Günlerdir pürdikkat izlediğimiz Sinan Ateş davasında ara karar açıklandı, tutuklu yargılanan 22 sanıktan 10’u serbest bırakıldı. Cumhuriyet savcısının esas hakkındaki mütalaasını hazırlaması için duruşma 19 Temmuz’a ertelendi.
Mahkemenin hızı gözlerimizi yaşarttı. Bugüne kadar pek çok davanın uzun sürmesinden hareketle “Geç kalan adalet adalet değildir” sözünü yineleyip durduk. Sinan Ateş davasında jet hızıyla ara karar verilmesi ve savcının bir an önce mütalaasını vermesi için duruşmanın iki hafta sonraya ertelenmesi karşısında ne diyeceğimizi bilemedik.

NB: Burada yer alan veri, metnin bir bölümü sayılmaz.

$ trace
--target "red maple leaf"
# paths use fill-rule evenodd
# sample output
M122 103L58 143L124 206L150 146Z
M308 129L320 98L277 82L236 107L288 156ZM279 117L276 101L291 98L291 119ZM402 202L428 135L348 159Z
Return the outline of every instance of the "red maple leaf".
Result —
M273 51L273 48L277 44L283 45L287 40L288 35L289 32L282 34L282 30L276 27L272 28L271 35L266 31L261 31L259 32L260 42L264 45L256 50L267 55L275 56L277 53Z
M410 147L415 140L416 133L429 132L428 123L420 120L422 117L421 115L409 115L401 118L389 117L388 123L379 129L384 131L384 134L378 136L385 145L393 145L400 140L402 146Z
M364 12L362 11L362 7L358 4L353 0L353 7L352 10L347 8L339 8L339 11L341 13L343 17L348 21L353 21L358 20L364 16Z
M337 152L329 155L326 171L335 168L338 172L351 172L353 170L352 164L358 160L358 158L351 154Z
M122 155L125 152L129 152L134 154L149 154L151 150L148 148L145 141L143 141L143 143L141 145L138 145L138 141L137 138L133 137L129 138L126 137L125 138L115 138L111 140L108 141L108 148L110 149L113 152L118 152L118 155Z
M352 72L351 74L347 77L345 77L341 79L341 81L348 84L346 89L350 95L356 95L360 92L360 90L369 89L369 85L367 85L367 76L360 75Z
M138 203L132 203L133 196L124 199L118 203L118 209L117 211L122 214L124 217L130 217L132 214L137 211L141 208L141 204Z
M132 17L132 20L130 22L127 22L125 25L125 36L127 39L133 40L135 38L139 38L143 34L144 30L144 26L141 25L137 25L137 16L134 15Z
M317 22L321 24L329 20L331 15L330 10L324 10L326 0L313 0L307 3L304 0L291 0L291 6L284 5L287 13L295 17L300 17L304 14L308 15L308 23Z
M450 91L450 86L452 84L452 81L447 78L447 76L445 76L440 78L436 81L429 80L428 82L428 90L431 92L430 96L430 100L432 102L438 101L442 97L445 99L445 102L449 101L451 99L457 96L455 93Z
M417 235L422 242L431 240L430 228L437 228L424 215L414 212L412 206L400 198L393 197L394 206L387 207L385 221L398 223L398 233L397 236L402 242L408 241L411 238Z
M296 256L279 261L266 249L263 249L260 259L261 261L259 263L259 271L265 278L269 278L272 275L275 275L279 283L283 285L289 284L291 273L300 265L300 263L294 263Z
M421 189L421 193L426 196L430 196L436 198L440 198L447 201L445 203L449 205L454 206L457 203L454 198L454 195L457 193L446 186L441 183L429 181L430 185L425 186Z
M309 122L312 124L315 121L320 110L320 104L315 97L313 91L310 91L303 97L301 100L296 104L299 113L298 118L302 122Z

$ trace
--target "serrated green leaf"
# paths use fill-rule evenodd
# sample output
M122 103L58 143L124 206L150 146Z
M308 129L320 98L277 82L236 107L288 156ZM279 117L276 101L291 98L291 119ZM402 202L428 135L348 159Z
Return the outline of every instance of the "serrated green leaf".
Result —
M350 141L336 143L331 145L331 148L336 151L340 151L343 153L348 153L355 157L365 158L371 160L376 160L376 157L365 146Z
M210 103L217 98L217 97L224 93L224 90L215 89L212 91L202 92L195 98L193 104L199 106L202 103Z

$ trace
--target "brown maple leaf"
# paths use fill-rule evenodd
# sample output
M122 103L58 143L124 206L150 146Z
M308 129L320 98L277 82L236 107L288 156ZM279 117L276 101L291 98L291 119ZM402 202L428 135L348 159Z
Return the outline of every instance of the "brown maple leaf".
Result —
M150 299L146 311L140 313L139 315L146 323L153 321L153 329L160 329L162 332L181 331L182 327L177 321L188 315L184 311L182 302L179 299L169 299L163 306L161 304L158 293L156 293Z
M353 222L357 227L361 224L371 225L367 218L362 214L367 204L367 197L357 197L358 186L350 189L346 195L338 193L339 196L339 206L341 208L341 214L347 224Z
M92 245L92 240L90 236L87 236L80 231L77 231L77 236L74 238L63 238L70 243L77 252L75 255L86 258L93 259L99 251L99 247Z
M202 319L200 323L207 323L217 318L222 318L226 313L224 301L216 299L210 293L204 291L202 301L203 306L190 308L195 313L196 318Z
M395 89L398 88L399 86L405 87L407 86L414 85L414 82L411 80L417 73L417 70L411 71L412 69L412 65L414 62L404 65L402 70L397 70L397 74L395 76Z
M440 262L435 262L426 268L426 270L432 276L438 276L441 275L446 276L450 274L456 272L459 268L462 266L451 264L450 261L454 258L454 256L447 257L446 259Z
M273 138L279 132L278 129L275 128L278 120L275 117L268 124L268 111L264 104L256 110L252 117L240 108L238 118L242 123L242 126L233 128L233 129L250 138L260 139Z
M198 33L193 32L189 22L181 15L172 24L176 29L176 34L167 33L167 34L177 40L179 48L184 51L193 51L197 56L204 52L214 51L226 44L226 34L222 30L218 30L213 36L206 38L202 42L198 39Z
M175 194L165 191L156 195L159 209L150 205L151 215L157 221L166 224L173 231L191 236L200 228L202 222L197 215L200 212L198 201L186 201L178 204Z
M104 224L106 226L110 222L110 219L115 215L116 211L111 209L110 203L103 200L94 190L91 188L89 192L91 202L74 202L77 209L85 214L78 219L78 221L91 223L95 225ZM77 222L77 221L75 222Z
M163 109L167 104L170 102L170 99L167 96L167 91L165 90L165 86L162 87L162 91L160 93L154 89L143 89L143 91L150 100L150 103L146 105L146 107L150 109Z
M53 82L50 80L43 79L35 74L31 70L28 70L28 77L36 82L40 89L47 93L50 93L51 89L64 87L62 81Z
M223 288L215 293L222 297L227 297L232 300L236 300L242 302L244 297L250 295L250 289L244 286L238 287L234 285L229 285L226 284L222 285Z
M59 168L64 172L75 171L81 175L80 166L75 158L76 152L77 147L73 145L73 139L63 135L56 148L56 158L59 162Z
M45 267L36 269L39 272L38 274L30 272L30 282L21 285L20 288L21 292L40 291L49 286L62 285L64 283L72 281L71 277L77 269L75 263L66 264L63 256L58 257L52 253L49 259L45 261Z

Mahkeme heyetinin onca delile, toplanmayan eksik delillere karşın azmettiricilere ulaşılmasını engellemeye yönelik kararları gösteriyor ki dosya bir an önce kapatılmak isteniyor.
Mahkemenin nereden tutsan elinde kalacak iddianameyi kabul etmemesi ve savcıya iade etmesi gerekirken bunu yapmayıp alelacele duruşmalara başlamasını anlamak güç değil.

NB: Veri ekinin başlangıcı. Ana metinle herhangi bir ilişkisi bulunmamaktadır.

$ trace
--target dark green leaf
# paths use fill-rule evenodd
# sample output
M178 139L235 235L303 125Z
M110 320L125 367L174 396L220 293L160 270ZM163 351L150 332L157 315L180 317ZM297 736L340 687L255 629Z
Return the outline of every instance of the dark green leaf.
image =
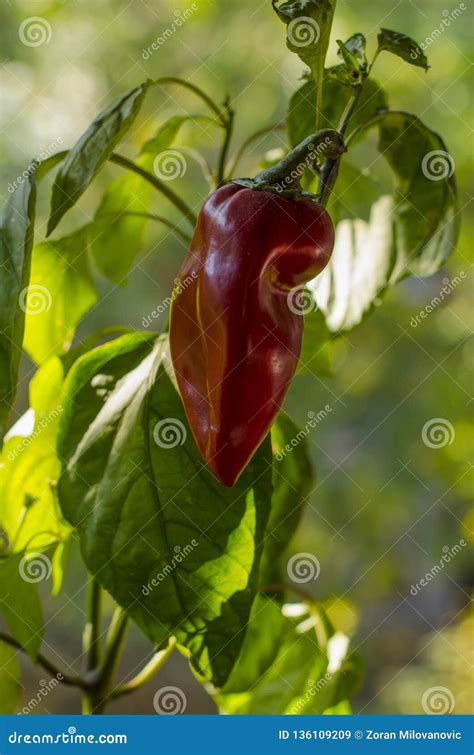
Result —
M24 348L35 362L67 351L81 317L97 301L88 228L33 249Z
M272 449L273 496L260 570L262 584L281 581L279 559L295 533L314 482L305 432L283 412L272 427Z
M458 235L454 161L442 139L407 113L384 113L365 124L359 136L371 129L378 131L378 150L391 169L393 186L380 192L368 222L338 223L331 262L308 286L332 331L358 324L389 285L436 272ZM344 161L342 166L344 171ZM337 191L336 185L336 203ZM347 188L344 203L351 204Z
M269 443L234 488L222 487L202 465L167 365L164 340L133 335L73 367L60 502L88 569L145 634L158 644L174 634L219 686L257 588Z
M9 198L0 218L0 447L16 394L35 204L35 176L31 173Z
M33 661L43 637L38 582L50 574L51 562L44 553L0 559L0 616Z
M319 619L302 604L283 608L260 597L252 609L239 660L216 695L229 714L320 714L346 700L360 683L360 662L348 638L331 633L324 647Z
M406 34L400 34L398 31L391 31L390 29L381 29L378 35L378 43L377 53L388 50L388 52L398 55L399 58L413 66L425 70L429 68L428 59L419 44L411 37L407 37Z
M286 45L296 53L318 81L324 70L329 45L335 0L293 0L280 3L273 0L273 8L286 24Z
M109 105L69 151L53 186L48 235L62 216L76 204L114 147L134 122L151 82L131 89Z
M30 408L8 433L0 456L0 524L15 552L44 549L66 535L55 494L63 373L56 357L36 372Z
M0 714L16 713L21 698L21 669L17 651L0 641Z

Davayı soruşturan savcıların sürekli değiştirilmesi, tetikçilerin kaçtığı aracın kime ait olduğunun araştırılmayışı, Ülkü Ocakları Genel Başkan Yardımcısı Serdar Öktem’in şifresini vermekten kaçındığı telefonunun HTS kayıtlarının incelenmesine gerek duyulmadığı bir yargılamadan adalet beklemek beyhude bir çaba.
Ha! Bu arada MHP lideri ve malum şahısların unuttuğu bir şey var; bu dava iktidar ortağı olmanın avantajına kurban gitmiş olabilir. Yarın yeniden görülmeyeceğinin bir garantisi var mı?